Auch für Kai scheint diese Zeit der Raunächte intensiv zu sein. Wie sonst kommt er auf die Idee, eine einfache Fahrt zu mir zu buchen? Möchte auch er seinem Leben eine neue Richtung geben?

Es beruhigt mich, dass er kommt. Zum ersten Mal seit Jahren verspüre ich eine Freude darüber, mit jemandem zusammen an meinem Leben zu arbeiten, und vielleicht werden wir auch zusammen an unser beider Leben arbeiten. Es wäre schön.

Zu zweit denkt es sich manchmal leichter über das Leben nach, als allein. Denn manchmal braucht es andere Menschen, die einem die richtigen Fragen stellen, damit man sich weiterentwickeln kann.

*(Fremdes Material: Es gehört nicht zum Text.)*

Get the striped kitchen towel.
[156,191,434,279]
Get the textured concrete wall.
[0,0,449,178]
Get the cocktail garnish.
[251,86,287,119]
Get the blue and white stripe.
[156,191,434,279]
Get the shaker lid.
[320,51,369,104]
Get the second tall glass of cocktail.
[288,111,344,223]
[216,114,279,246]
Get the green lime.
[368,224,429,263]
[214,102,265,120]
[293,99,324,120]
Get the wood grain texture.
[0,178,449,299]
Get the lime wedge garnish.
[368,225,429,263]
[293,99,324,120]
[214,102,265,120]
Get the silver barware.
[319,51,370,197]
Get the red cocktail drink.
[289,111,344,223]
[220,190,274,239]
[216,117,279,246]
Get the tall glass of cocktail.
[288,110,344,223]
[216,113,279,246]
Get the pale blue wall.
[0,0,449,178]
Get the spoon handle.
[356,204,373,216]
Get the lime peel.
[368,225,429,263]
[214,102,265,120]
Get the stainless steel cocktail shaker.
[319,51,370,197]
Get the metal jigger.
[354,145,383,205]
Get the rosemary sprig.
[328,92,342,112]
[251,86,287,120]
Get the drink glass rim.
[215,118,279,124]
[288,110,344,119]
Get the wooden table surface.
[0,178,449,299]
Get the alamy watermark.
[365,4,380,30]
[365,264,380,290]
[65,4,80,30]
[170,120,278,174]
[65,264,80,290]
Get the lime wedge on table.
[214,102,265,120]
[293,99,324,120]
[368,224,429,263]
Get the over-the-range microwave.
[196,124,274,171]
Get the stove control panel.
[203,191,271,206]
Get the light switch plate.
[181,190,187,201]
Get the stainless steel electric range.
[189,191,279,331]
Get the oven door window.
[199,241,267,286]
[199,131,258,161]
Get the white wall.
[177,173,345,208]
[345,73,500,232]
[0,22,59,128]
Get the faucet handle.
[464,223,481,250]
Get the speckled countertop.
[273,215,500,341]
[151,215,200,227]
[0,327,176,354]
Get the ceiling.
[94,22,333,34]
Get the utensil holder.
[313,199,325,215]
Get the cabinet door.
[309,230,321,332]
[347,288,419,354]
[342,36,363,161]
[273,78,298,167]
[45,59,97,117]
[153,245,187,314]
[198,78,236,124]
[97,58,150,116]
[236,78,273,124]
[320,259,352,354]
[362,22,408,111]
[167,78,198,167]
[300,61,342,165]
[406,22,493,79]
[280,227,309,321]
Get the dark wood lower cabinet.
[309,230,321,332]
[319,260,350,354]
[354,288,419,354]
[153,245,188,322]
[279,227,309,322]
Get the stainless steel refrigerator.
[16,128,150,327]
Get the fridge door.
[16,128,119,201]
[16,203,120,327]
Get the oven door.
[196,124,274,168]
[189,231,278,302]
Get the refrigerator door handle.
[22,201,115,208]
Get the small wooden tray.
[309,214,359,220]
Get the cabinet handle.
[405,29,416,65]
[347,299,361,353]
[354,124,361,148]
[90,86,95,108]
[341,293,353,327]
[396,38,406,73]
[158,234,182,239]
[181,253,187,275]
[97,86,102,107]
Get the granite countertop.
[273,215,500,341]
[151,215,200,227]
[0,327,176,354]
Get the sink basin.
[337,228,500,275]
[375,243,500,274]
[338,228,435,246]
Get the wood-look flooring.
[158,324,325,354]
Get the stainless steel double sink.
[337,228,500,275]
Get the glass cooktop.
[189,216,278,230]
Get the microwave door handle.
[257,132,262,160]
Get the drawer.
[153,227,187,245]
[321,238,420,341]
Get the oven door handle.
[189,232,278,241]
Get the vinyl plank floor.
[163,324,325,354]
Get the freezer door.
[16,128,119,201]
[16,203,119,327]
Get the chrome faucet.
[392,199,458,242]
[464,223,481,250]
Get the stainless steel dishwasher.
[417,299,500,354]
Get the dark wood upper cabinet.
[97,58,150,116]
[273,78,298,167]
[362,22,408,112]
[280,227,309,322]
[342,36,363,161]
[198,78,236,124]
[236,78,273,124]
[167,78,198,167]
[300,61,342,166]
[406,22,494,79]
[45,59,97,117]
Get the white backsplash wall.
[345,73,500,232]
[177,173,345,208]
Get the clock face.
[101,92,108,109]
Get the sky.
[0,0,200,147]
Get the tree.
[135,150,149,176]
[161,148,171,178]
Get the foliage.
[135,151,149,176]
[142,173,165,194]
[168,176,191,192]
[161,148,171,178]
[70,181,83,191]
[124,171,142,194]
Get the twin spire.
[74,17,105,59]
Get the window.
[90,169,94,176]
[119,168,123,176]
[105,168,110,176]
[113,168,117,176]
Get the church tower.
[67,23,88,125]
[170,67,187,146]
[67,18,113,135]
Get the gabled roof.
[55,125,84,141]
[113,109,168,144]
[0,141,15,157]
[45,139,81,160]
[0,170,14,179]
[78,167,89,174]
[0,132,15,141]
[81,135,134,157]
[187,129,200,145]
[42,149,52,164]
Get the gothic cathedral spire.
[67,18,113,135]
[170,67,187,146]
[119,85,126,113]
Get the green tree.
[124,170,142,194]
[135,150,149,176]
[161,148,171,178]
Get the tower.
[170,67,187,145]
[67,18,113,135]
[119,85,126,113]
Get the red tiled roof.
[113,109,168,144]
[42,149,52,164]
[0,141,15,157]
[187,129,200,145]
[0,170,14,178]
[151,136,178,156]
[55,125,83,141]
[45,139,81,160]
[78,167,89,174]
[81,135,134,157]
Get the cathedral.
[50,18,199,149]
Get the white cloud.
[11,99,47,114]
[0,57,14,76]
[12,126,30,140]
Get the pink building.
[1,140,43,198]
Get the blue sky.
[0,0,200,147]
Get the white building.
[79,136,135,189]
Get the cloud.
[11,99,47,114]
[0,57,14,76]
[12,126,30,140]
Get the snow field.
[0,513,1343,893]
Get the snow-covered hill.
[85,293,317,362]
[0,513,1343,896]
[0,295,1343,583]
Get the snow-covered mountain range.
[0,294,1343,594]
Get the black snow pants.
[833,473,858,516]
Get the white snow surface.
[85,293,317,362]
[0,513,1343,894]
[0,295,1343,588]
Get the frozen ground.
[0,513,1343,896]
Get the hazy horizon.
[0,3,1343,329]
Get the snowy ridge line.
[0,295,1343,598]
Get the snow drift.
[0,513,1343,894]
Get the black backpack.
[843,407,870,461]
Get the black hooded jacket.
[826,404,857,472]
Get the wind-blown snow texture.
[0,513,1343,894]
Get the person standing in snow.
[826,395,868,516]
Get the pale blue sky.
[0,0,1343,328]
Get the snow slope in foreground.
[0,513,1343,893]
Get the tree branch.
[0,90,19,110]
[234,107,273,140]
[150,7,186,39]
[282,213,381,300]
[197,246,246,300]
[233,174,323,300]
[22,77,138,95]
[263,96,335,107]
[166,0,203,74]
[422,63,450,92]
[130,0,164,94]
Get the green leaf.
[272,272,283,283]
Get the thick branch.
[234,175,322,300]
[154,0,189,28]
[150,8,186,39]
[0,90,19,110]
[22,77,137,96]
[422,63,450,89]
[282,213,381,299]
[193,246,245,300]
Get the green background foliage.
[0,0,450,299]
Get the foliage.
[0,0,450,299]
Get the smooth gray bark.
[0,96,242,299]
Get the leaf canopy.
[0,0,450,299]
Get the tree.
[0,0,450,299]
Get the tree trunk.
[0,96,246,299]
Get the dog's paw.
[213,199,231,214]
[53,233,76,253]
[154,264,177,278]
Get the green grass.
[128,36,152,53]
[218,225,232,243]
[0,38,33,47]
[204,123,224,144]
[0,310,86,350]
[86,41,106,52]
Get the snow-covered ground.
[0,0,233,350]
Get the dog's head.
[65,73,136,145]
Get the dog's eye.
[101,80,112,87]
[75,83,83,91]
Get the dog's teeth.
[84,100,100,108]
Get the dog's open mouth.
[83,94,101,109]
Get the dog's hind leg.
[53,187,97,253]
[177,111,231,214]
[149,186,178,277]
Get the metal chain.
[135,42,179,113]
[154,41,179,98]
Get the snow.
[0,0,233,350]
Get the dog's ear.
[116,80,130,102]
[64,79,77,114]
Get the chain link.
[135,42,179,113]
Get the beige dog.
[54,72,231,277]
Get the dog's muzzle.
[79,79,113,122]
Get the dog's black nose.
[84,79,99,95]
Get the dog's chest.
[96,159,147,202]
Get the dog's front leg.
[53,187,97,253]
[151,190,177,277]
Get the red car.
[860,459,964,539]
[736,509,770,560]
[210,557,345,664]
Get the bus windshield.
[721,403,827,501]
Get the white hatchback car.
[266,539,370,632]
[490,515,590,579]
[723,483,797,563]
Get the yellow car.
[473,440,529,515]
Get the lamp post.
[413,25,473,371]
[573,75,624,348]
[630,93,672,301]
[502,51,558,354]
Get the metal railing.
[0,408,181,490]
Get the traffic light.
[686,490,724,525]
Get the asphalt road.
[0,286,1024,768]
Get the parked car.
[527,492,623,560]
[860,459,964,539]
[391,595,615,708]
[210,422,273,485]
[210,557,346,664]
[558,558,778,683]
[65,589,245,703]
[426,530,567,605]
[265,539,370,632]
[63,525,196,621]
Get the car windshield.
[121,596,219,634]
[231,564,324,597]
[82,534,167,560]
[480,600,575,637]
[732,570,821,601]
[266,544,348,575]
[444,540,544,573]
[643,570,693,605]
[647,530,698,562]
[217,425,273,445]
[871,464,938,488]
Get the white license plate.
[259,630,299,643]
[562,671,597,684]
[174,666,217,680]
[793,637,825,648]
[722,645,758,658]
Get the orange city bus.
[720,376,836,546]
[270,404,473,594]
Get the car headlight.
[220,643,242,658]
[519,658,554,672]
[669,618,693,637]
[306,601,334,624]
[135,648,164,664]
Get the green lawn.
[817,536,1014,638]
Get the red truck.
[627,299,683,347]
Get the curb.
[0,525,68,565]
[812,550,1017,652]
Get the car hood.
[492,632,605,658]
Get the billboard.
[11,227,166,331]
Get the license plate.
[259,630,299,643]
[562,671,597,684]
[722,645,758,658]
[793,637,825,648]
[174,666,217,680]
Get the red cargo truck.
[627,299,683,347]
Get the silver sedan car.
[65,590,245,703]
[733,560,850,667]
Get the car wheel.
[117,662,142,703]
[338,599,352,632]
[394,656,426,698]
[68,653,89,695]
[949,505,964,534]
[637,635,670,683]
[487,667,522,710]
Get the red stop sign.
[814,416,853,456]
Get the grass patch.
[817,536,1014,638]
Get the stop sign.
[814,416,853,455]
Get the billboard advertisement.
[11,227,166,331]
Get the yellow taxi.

Nach Jahren der fast totalen Einsamkeit merke ich, dass Fragen etwas sind, was mir fehlt. Tiefgehende, ernste Fragen von Menschen, die mir zugehört haben, bevor sie mir eine Frage stellen. Dann nämlich geht so manche Frage sehr tief. Und dann bewegt sie etwas. Und ich möchte, dass sich etwas bewegt in meinem Leben. So wie Kai sich das vielleicht auch für sein Leben wünscht.